RESULTS aside, a refreshing aspect of Zimbabwe’s cricket team over the past few years has been the widening of the selection pool.
ENOCK MUCHINJO
For a very long time, selectors have not had such a positive headache about who should be in the side and who should not.
Even the narrative among fans has changed drastically. Whilst not so long ago they had resigned to hurling insults at their own team due to one disgraceful performance after another, the Chevrons faithful these days have the luxury of discussing team tactics, batting positions, basically just talking cricket in a non-crisis situation.
On all accounts, it is a very good place to be.
One, it brings focus on everybody’s role in the team, hammering home the reality that the days of free riders are long gone.
Accountability breeds responsibility. Escaping the consequences of one’s performance – or hiding behind group failure as I have termed it before – has been an Achilles’ heel of this team, and it had lasted far too long.
I am not the only one to have been captivated by the red-hot cricket talent that has come out of Chitungwiza over the past few seasons. Many are in absolute awe, that this small dormitory town can give a country so much hope that the future of a whole sport is safe.
But unlike a few years ago, nothing at the moment indicates that young Clive Madande (pictured), one of the Chitungwiza wonder-kids, will keep his place in the side forever on the basis of hitting the winning boundary off the last ball in the thrilling first ODI win over Ireland on Wednesday.

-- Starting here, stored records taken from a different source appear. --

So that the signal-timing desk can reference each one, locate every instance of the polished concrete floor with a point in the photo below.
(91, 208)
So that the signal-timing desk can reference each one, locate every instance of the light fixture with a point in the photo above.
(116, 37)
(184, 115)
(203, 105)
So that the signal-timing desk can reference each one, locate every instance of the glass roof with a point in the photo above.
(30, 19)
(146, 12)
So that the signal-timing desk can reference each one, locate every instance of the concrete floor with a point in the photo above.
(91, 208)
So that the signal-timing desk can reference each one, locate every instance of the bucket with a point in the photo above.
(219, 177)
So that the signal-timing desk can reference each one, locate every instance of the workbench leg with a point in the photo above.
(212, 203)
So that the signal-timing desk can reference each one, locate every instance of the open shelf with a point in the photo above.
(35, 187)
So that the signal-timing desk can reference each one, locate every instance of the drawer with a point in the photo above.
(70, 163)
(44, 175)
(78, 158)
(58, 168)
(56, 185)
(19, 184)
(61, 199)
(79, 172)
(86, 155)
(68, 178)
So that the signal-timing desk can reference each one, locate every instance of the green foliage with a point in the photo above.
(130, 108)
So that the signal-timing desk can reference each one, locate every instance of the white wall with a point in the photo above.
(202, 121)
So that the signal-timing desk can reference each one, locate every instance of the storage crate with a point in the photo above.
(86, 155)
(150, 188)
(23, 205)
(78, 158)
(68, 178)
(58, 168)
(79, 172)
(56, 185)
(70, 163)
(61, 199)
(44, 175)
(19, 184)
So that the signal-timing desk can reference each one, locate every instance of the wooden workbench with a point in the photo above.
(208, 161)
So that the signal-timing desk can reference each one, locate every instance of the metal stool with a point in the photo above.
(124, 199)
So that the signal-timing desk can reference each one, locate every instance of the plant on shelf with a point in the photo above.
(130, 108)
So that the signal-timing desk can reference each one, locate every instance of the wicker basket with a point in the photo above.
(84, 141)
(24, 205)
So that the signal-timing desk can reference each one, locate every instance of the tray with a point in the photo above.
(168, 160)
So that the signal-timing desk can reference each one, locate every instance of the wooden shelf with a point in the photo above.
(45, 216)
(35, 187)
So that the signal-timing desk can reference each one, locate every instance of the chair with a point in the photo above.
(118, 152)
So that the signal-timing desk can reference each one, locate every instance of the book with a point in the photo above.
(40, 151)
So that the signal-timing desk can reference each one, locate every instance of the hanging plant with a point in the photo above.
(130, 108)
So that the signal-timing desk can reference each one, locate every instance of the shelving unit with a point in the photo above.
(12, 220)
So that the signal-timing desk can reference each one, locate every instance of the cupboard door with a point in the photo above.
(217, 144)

Madande does look like real talent. He is in the side now primarily for his wicket-keeping and, with Regis Chakabva out of the picture at the moment, the 22-year-old, who sure can also hot a bat, will be an easy selection in the foreseeable future.
However, with competition for places intensifying, and then somebody like the opening batsman Tadiwanashe Marumani also competent behind the stumps, nothing is guaranteed anymore in this Zimbabwe side if guys do not protect their places in the team as if their lives depend on it.
In head coach Dave Houghton, Madande has the ideal mentor.
After the Chevrons completed a 2-1 series win in the T20Is contest, Houghton told us in the post-match presser how he had himself first got into the Zimbabwe side as a young specialist wicketkeeper in a team full of accomplished senior batters.
And we all know what Houghton went on to become, arguably the greatest batsman Zimbabwe has ever produced.
Wicket-keeping is an art on its own, but there comes a time you have to back it up with runs and Davey knew it.
It is a lesson not just for Madande, but for all the rookies in the current side. Countless newbies like them have fallen by the wayside before. We dread to think it will happen again with this generation.